Our waiter, whose name escapes me because he’s a waiter I’ll probably never encounter again, was upbeat, friendly, and very knowledgeable in regards to our menu choices. It’d been nearly two decades since I’d been to Pizzeria Uno and their menu had certainly been watered down for the general public, including ribs, burgers, and your usual Chili’s-esque fare. I obviously went with the classic cheese & tomato deep dish. For a beverage, I decided to try the Uno Amber Ale, which the menu claimed was specially brewed just for the Uno restaurants and unavailable elsewhere. The waiter took our orders and then uttered the scariest sentence I’ve ever heard in a Chicago-style pizza joint: “That ought to be out in about 20 minutes”.

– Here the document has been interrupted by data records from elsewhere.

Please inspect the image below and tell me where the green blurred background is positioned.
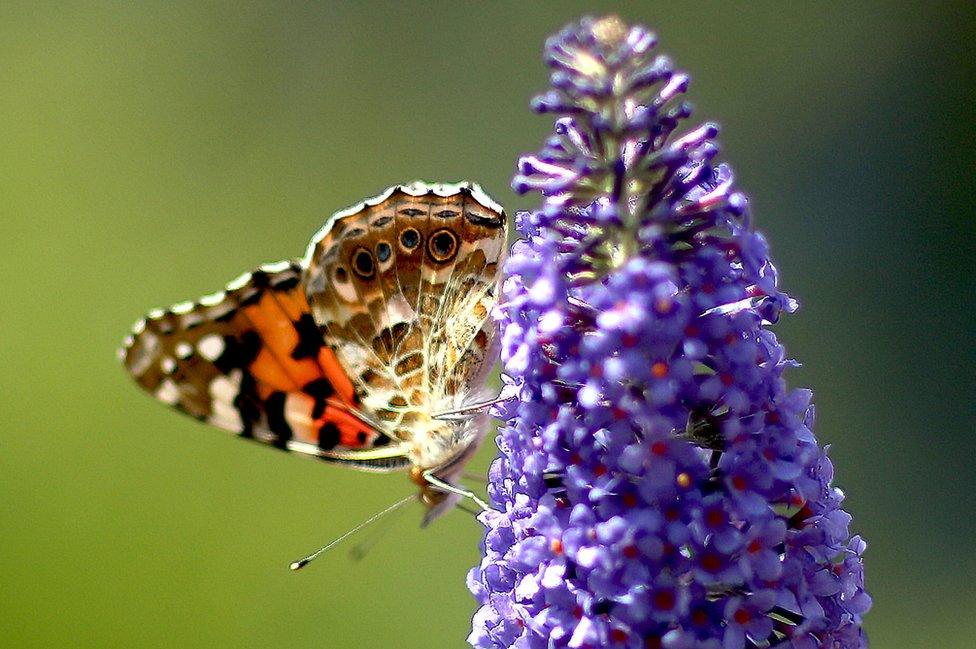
[0,0,976,649]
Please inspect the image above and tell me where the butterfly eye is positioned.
[400,228,420,250]
[352,248,376,279]
[427,225,457,262]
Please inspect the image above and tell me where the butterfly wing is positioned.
[305,183,506,456]
[122,262,408,470]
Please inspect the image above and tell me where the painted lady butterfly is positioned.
[121,182,507,536]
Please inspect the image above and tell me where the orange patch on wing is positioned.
[242,293,322,391]
[317,406,376,448]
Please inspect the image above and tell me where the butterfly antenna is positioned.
[288,494,416,570]
[431,395,515,419]
[349,496,404,561]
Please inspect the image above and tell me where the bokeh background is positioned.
[0,0,976,649]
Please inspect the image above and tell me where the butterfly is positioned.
[120,182,507,524]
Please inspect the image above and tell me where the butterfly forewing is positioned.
[123,262,402,468]
[122,182,507,518]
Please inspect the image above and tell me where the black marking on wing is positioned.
[291,313,322,360]
[264,391,292,449]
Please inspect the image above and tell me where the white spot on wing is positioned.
[207,369,244,432]
[200,291,227,306]
[284,392,315,441]
[197,334,224,361]
[227,273,251,291]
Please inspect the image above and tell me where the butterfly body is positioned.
[122,182,507,508]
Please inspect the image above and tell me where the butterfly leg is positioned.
[423,469,491,511]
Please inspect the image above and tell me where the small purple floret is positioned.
[468,18,871,649]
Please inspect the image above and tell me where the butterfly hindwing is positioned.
[123,262,406,470]
[304,183,506,460]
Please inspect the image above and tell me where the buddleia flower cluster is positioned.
[468,18,871,649]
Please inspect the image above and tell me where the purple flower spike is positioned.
[468,17,871,649]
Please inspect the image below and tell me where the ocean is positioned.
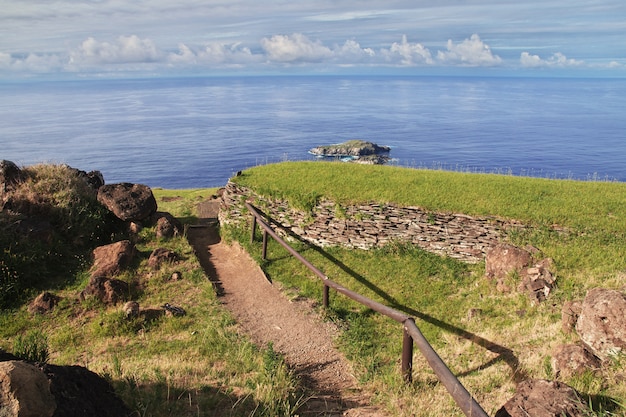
[0,76,626,188]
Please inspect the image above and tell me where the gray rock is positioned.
[576,288,626,360]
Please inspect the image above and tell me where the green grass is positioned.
[228,162,626,416]
[0,177,302,417]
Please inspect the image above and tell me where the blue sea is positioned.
[0,76,626,188]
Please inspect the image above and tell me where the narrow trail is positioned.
[187,200,385,417]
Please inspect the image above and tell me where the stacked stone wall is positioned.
[220,182,524,263]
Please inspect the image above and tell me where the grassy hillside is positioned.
[0,165,300,417]
[0,162,626,417]
[229,162,626,416]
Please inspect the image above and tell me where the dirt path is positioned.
[188,201,384,417]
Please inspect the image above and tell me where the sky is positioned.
[0,0,626,79]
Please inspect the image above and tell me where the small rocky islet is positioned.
[309,139,391,165]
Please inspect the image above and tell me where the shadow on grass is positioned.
[111,376,263,417]
[258,216,528,384]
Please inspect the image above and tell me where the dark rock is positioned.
[98,183,157,221]
[576,288,626,360]
[495,379,590,417]
[28,291,61,314]
[42,364,131,417]
[552,345,601,378]
[148,248,178,270]
[163,303,187,317]
[123,301,139,319]
[80,277,129,305]
[0,361,57,417]
[15,216,55,243]
[91,240,135,277]
[0,348,20,362]
[0,159,24,192]
[152,211,183,239]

Authentic deep-dish pizza generally takes 30-40 minutes. My mind raced with questions – Is it already prepared and ready for the oven? Is it frozen? Is the chef the fast-grits guy from My Cousin Vinny?:
My Uno Amber Ale was brought to the table. Imagine a really, really good beer. This wasn’t it. It was more like a glass of heavily carbonated, rusty water poured from the sink faucet of an outhouse in New Delhi. Soon after, my deep dish cheese & tomato pizza came to the table, piping hot and still in its baking pan. Pre-cut into six slices, I couldn’t wait to dig in.
I took the first slice and noticed something peculiar – a metal coil had been placed at the bottom of the pan under the pizza. I wondered what purpose it served, and it quickly became clear – this coil cut the depth of the pizza and ultimately shortened its cooking time. You certainly don’t see this coil in the pizza picture on the menu. I’m all for getting my pizza to me as quickly as possible, but never, ever mess with the depth of a Chicago-style pizza.

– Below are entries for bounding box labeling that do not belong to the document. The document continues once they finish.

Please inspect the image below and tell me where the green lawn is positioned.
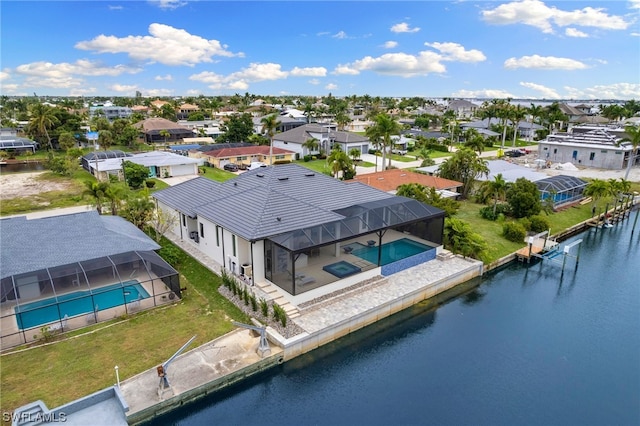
[200,167,236,182]
[0,235,250,412]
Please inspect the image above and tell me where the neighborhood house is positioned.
[153,164,444,295]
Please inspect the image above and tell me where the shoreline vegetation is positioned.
[0,158,640,418]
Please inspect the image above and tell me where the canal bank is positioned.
[150,217,640,426]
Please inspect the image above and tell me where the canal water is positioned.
[150,218,640,426]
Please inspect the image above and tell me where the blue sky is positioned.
[0,0,640,99]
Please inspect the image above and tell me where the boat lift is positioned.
[539,239,582,274]
[156,336,196,400]
[231,321,271,358]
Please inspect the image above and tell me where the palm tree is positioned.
[583,179,610,212]
[349,148,360,163]
[84,181,109,214]
[488,173,508,217]
[260,114,280,166]
[29,103,58,150]
[529,104,542,141]
[464,129,484,155]
[366,113,401,170]
[621,126,640,180]
[327,146,353,179]
[302,138,320,155]
[511,105,526,148]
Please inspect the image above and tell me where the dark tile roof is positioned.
[0,211,160,278]
[153,164,393,241]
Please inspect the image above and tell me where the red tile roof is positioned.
[204,145,295,158]
[345,169,462,192]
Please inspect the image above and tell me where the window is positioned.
[231,235,236,257]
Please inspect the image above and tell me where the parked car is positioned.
[247,161,267,170]
[504,149,524,157]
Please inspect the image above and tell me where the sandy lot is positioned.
[0,172,75,200]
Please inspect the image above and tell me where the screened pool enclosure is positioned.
[0,211,181,348]
[535,175,587,208]
[0,251,181,347]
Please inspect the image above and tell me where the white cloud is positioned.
[390,22,420,33]
[140,89,173,97]
[109,84,138,93]
[189,63,294,90]
[564,83,640,99]
[340,51,446,77]
[482,0,631,33]
[504,55,587,70]
[75,24,244,66]
[291,67,327,77]
[15,59,142,79]
[0,84,20,93]
[22,76,84,89]
[451,89,515,99]
[564,28,589,37]
[69,87,98,96]
[520,81,560,99]
[425,42,487,62]
[149,0,187,9]
[333,65,360,75]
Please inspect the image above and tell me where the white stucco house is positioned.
[273,123,370,157]
[152,164,444,295]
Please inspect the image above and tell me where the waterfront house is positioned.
[0,210,180,348]
[345,169,463,198]
[152,164,444,295]
[199,145,295,168]
[273,123,370,157]
[538,127,640,170]
[82,151,204,181]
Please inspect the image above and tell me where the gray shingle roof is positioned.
[0,212,160,278]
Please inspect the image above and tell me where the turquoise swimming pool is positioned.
[350,238,435,266]
[14,280,149,330]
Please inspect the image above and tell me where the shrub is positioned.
[260,299,269,318]
[158,246,184,267]
[502,222,527,243]
[529,215,551,234]
[480,204,509,220]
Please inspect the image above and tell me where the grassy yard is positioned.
[0,235,249,411]
[200,167,236,182]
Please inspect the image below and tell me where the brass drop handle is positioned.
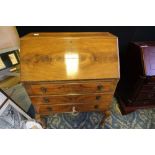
[148,94,154,98]
[97,85,104,91]
[72,106,78,114]
[96,96,101,100]
[40,87,47,93]
[44,98,49,103]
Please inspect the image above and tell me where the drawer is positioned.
[34,102,111,115]
[141,85,155,92]
[31,94,112,105]
[25,81,116,96]
[134,100,155,107]
[136,92,155,100]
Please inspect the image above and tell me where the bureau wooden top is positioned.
[20,32,119,81]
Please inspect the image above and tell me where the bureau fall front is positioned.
[20,32,120,123]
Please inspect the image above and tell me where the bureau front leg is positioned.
[35,114,46,129]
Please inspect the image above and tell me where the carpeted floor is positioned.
[3,84,155,129]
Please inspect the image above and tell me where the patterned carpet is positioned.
[3,84,155,129]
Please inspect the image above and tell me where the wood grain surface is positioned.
[20,33,119,81]
[25,79,117,96]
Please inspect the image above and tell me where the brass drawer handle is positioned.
[94,105,99,109]
[72,106,78,114]
[97,85,104,91]
[96,96,101,100]
[44,98,49,103]
[40,87,47,93]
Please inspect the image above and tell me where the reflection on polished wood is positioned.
[20,33,119,81]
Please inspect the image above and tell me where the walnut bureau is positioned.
[20,32,120,123]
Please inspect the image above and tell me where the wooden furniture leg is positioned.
[35,114,46,129]
[100,110,111,126]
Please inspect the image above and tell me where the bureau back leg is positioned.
[35,114,46,129]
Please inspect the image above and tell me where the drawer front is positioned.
[134,100,155,108]
[26,81,116,96]
[137,92,155,100]
[31,94,112,105]
[34,103,111,115]
[141,85,155,92]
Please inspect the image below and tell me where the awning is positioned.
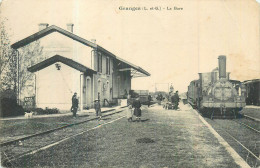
[116,57,151,78]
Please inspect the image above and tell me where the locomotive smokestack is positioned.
[218,55,226,79]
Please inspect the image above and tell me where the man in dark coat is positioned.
[71,92,79,117]
[94,99,102,120]
[148,94,152,107]
[172,90,180,110]
[133,97,142,121]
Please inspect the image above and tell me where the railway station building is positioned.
[11,24,150,110]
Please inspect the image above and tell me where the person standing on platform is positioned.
[148,94,152,107]
[70,92,79,117]
[173,90,180,110]
[126,104,133,122]
[94,99,102,120]
[133,97,142,121]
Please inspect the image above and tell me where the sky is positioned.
[0,0,260,92]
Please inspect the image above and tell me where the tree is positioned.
[18,41,44,98]
[0,17,43,103]
[0,19,17,92]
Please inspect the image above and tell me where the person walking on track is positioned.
[126,104,133,122]
[148,94,152,107]
[70,92,79,117]
[173,90,180,110]
[133,97,142,121]
[94,99,102,120]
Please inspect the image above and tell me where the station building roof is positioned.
[28,55,97,74]
[243,79,260,84]
[11,25,151,77]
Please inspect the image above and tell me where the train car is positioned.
[243,79,260,106]
[187,56,246,118]
[129,90,149,105]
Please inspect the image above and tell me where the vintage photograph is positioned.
[0,0,260,168]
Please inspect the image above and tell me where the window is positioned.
[97,53,102,72]
[106,57,110,75]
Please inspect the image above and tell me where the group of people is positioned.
[171,91,180,110]
[70,92,102,120]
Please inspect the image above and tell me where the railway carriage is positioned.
[243,79,260,106]
[187,56,246,118]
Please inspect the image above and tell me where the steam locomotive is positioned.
[187,56,246,119]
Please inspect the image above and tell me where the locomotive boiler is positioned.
[187,56,246,118]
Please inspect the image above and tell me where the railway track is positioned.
[0,107,123,147]
[1,109,124,167]
[201,111,260,167]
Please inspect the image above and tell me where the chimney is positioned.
[38,23,49,31]
[218,55,226,79]
[91,39,97,44]
[67,23,74,33]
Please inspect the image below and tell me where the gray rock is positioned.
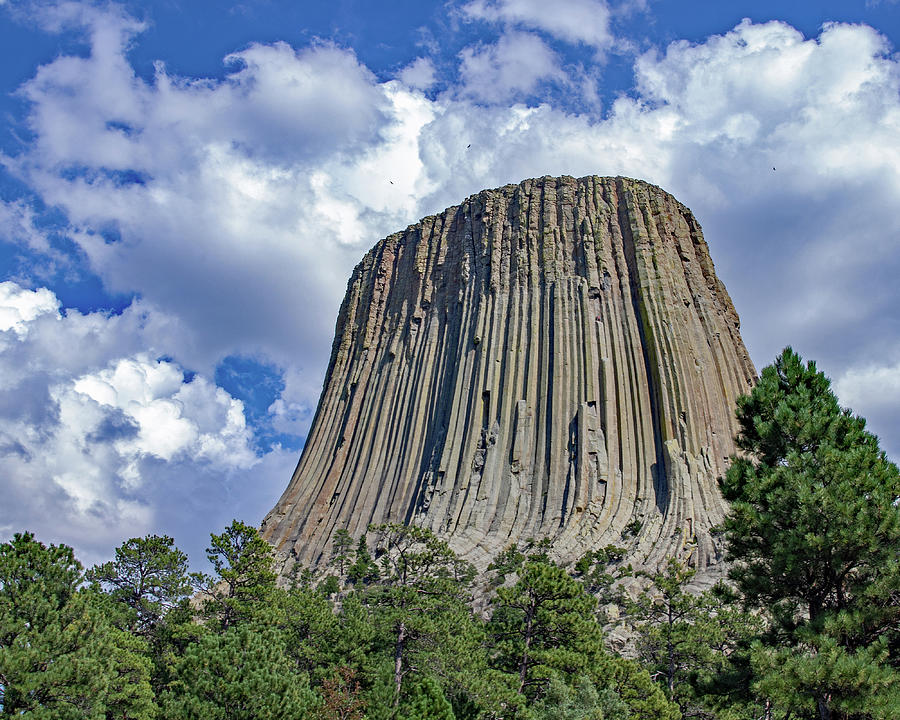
[263,177,755,570]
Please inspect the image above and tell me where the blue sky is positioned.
[0,0,900,562]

Another peculiarity I noticed was the cheese. You shouldn’t immediately notice the cheese on top, because there should be no cheese on top. It goes crust, cheese/toppings, and then sauce. Cheese on top of a Chicago deep dish pizza makes it nothing more than a thick-crust pizza found anywhere else in the world. Between the Yankees booth, the metal coil and the top layer of cheese, this experience was seeming to have the authenticity and accuracy of Sean Connery’s Irish accent in The Untouchables.
The crust was evenly-baked, crisp on the bottom and outright bone-dry around the rim. Eating the outer crust was like snacking on a cracker without the salt flavor. The tomato sauce was offensively bland, lacking herbs, salt, garlic, or anything else that could enhance its flavor. In fact, the only thing enjoyable about the pizza was the cheese; gooey, mildly salty with just the right soft texture that lets it separate during bites and not dragging the rest of it off the crust like so many other pizzas.

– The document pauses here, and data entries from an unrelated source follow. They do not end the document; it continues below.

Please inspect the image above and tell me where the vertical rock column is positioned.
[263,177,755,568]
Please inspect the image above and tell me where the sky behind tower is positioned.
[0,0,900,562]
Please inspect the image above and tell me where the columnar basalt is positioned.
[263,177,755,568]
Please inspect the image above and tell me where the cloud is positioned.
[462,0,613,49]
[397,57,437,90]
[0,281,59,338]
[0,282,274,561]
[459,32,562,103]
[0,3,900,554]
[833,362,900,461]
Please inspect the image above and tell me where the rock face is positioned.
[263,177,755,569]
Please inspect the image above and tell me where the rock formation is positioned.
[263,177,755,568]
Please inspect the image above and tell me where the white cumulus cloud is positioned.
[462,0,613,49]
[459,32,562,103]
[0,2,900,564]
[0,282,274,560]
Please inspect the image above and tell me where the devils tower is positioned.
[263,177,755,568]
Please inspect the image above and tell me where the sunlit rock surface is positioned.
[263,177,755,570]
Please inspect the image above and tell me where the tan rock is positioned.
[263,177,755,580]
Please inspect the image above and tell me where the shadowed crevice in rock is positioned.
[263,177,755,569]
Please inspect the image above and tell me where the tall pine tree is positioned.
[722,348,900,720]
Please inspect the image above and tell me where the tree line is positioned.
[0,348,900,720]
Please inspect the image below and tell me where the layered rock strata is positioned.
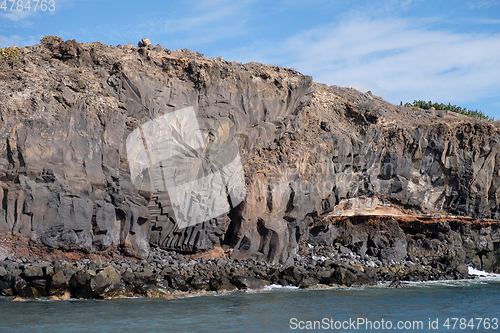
[0,38,500,275]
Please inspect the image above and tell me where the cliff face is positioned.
[0,38,500,263]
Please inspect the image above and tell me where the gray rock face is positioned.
[0,38,500,264]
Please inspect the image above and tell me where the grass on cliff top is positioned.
[401,100,494,120]
[0,46,21,59]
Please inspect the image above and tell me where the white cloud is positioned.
[225,18,500,111]
[0,6,33,22]
[0,35,40,48]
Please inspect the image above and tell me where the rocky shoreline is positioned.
[0,244,472,300]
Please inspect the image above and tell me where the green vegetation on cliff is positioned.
[405,100,493,120]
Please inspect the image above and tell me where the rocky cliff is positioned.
[0,38,500,268]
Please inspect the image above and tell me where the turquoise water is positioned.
[0,281,500,333]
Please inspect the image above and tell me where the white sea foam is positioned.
[468,266,500,280]
[262,284,299,291]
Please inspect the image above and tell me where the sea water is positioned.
[0,275,500,333]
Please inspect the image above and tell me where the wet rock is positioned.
[189,276,210,290]
[331,267,357,286]
[47,270,69,296]
[210,276,237,291]
[69,270,98,299]
[18,286,42,298]
[166,274,189,291]
[90,266,122,298]
[2,274,28,295]
[231,276,266,289]
[299,276,320,289]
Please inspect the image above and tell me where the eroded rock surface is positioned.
[0,38,500,268]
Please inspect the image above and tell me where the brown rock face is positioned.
[0,38,500,263]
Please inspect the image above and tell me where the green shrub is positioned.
[0,46,21,59]
[40,35,57,44]
[405,101,493,120]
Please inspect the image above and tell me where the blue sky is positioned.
[0,0,500,119]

Ultimately, I was completely underwhelmed. Good cheese is but one part of a pizza and cannot compensate for lackluster dough and sauce. Also, the thickness, or lack thereof, killed any chance at Chicago authenticity. The metal coil in the pan is considered by me to be nothing less than the Antichrist of deep dish pizza. In fact, I’ll go out on a limb and say that this pizza was slightly thicker than your average Tombstone, and sadly shared similar flavors. Could Pizzeria Uno be serving frozen pizza? I’m honestly considering its possibility.
In my opinion, Pizzeria Uno needs to remember the “Pizzeria” part of its name and get back to basics. Throw out the burgers, seafood, and other entrees and concentrate on the pizza. I was warned several times to opt for Giordano’s in Orlando, another Chicago franchise, instead of Uno, and now I know why.
Pizzeria Uno Orlando Florida Deep Dish Pizza – 4/8 slices.